Results from the TOVA were ana­lyzed in 2 pri­mary ways. First, within each group, researchers tested whether there was sig­nif­i­cant improve­ment from pre-test to post-test. Then, they directly com­pared CHP vs. placebo dif­fer­ences con­trol­ling for age and sex. Because pre­lim­i­nary analy­ses indi­cated that results were con­sis­tent across dif­fer­ent ADHD sub­types, i.e., inat­ten­tive, hyperactive-impulsive, and com­bined, chil­dren with each sub­type were com­bined in all analyses.

http://www.sharpbrains.com/blog/2010/09/06/a-controlled-trial-of-herbal-treatment-for-adhd/

The active ADHD herbs in Nurture and Clarity include an herb called Brahmi. Bacopa or Brahmi is a very old, often used, trusted and respected herb in ayurveda, the traditional medicine of India.  It is used in India by families to help their children excel in school and is often taken as a tea before important exams.  It is available on Ebay in a product called Mentat that has been studied extensively in clinical trials in India and found to help with attention.  Studies documenting the effectiveness of Mentat for cognitive function can be found on the Himalayan Herbal Site.

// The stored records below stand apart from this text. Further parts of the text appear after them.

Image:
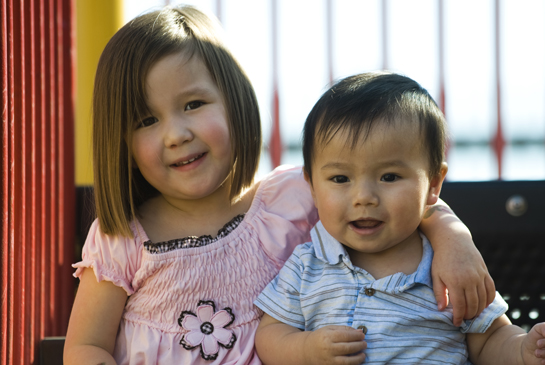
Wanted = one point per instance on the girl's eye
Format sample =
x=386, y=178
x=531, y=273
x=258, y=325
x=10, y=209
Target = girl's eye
x=148, y=121
x=389, y=177
x=339, y=179
x=193, y=105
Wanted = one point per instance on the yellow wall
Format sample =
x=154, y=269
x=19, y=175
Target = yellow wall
x=96, y=22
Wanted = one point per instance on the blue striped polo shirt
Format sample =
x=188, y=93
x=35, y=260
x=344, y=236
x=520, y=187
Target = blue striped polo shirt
x=319, y=286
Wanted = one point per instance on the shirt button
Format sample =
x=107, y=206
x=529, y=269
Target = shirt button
x=363, y=328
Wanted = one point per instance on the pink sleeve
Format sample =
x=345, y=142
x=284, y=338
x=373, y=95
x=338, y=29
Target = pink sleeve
x=287, y=214
x=112, y=258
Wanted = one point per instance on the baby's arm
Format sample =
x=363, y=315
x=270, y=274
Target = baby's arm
x=504, y=343
x=94, y=322
x=279, y=343
x=457, y=264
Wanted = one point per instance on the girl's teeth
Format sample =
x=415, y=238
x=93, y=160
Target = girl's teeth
x=188, y=161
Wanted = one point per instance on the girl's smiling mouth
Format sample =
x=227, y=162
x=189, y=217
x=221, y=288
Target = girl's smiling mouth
x=185, y=162
x=366, y=223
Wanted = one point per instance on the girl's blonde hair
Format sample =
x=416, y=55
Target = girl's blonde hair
x=119, y=101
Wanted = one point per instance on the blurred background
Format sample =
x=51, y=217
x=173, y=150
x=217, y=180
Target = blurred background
x=482, y=61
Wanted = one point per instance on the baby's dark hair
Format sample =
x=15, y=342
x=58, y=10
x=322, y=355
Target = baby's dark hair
x=120, y=101
x=357, y=103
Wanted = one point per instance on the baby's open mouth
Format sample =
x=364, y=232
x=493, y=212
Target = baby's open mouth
x=366, y=223
x=181, y=163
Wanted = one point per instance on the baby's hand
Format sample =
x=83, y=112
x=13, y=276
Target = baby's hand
x=533, y=346
x=335, y=345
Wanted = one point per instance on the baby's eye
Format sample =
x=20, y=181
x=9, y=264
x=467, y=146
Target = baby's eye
x=340, y=179
x=193, y=105
x=148, y=121
x=389, y=177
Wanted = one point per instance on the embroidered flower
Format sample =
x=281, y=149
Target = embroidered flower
x=207, y=329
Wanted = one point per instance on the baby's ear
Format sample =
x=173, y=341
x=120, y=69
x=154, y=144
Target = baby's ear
x=309, y=181
x=436, y=183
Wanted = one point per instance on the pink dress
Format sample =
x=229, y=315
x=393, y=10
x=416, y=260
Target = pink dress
x=195, y=305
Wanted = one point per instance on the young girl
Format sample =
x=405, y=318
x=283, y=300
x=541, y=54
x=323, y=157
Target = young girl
x=185, y=240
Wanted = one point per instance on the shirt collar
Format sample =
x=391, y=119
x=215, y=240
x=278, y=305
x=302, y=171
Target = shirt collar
x=331, y=251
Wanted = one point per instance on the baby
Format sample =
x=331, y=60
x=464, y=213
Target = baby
x=373, y=149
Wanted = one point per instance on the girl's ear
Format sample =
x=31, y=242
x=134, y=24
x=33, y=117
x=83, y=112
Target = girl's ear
x=436, y=184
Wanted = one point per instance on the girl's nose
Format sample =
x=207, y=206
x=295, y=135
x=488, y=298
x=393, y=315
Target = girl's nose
x=365, y=195
x=177, y=132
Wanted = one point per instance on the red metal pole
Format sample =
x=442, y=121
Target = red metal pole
x=329, y=25
x=275, y=145
x=498, y=142
x=441, y=34
x=37, y=175
x=218, y=9
x=384, y=34
x=441, y=48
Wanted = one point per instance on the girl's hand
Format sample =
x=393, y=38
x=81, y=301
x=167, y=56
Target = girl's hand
x=335, y=345
x=458, y=267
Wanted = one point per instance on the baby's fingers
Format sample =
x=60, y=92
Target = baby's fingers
x=458, y=300
x=472, y=302
x=345, y=334
x=490, y=290
x=440, y=291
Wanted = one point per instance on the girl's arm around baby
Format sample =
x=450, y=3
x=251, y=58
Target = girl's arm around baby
x=279, y=343
x=457, y=264
x=94, y=322
x=504, y=343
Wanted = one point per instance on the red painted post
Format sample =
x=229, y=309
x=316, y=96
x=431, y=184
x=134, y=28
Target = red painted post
x=498, y=142
x=330, y=27
x=37, y=166
x=219, y=9
x=441, y=43
x=275, y=145
x=384, y=34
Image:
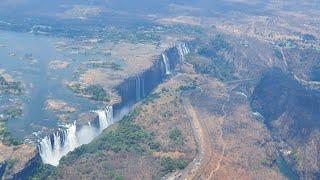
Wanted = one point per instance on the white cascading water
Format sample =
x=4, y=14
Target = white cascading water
x=166, y=63
x=53, y=148
x=138, y=85
x=183, y=50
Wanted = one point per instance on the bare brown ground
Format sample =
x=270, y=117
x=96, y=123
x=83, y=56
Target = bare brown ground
x=228, y=141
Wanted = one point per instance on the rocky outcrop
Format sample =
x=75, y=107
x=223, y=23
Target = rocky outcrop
x=291, y=112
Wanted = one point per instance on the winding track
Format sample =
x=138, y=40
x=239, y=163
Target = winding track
x=204, y=165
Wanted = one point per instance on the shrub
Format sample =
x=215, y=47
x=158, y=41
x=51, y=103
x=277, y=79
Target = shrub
x=170, y=165
x=176, y=136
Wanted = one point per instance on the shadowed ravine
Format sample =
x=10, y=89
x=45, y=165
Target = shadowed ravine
x=53, y=147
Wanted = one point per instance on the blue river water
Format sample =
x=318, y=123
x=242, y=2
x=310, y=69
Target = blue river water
x=41, y=82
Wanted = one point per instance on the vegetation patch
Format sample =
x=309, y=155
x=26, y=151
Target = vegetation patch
x=94, y=92
x=210, y=58
x=10, y=87
x=127, y=137
x=176, y=136
x=170, y=165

Lemon balm was also part of the ADHD herbal medicine. Lemon balm acts as a relaxing or calming agent. It is available in stores as lemon balm
 tea. Lemon balm works because it is thought to be a potent inhibitor of GABA transaminase. This GABA transaminase has been found to be elevated in people with hyperactive ADHD.

The herbal ADHD supplement in the study also included Paeoniae Alba, or white peony. This is also available as
White Peony tea. According to the study Paeoniae Alba works by improving the information transfer function of the cholinergic neuron synapses, and enhancing cerebral oxygenation.

Nurture and Clarity contains Spirulina, also known as blue-green algae. This substance is rich in essential fatty acids, B vitamins, many other vitamins, zinc, and all the essential amino acids. The researchers of the Nurture and Clarity study reported that, " Preliminary evidence supports the idea that supplementation with these nutrients may help to ameliorate ADHD".   It is available in stores and can be taken in
tablet and powder form.

The other herbs for ADHD in Nurture and Clarity included Centella Asiatica or Gotu Kola. This herb in other studies has demonstrated increased neurite elongation, dendritic growth, and improved learning and memory.



The last main ADHD herb in the product is called Wathania somnifera. It is also known as ashwagandha or Indian Ginseng. This herb has been shown to normalize the HPA axis and the neuroendocrine system and to increase acetylcholine receptor capacity and acetyl cholinesterase (AChE) inhibitory activity according to the Nurture and Clarity study. Remember from the earlier post on cortisol that folks with ADHD may have a faulty neuroendocrine response that may be a cause of ADHD symptoms.  It is generally taken in capsules.